In a frequent practice, Mr. Bush attached a statement to the new law when he signed it, declaring his authority to set aside the restrictions if they interfered with his constitutional powers. At the same time, though, the administration responded to pressure from Mr. McCain and other lawmakers by reviewing interrogation policy and giving up several C.I.A. techniques.

Since late 2005, Mr. Bradbury has become a linchpin of the administration’s defense of counterterrorism programs, helping to negotiate the Military Commissions Act last year and frequently testifying about the N.S.A. surveillance program. Once he answered questions about administration detention policies for an “Ask the White House” feature on a Web site.

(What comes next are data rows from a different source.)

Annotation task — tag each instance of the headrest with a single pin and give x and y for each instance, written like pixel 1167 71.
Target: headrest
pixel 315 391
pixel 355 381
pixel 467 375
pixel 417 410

Mr. Kmiec, the former Office of Legal Counsel head now at Pepperdine, called Mr. Bradbury’s public activities a departure for an office that traditionally has shunned any advocacy role.

A senior administration official called Mr. Bradbury’s active role in shaping legislation and speaking to Congress and the press “entirely appropriate” and consistent with past practice. The official, who spoke on the condition of anonymity, said Mr. Bradbury “has played a critical role in achieving greater transparency” on the legal basis for detention and surveillance programs.

Though President Bush repeatedly nominated Mr. Bradbury as the Office of Legal Counsel’s assistant attorney general, Democratic senators have blocked the nomination. Senator Durbin said the Justice Department would not turn over copies of his opinions or other evidence of Mr. Bradbury’s role in interrogation policy.

“There are fundamental questions about whether Mr. Bradbury approved interrogation methods that are clearly unacceptable,” Mr. Durbin said.

John D. Hutson, who served as the Navy’s top lawyer from 1997 to 2000, said he believed that the existence of legal opinions justifying abusive treatment is pernicious, potentially blurring the rules for Americans handling prisoners.

“I know from the military that if you tell someone they can do a little of this for the country’s good, some people will do a lot of it for the country’s better,” Mr. Hutson said. Like other military lawyers, he also fears that official American acceptance of such treatment could endanger Americans in the future.

“The problem is, once you’ve got a legal opinion that says such a technique is O.K., what happens when one of our people is captured and they do it to him? How do we protest then?” he asked.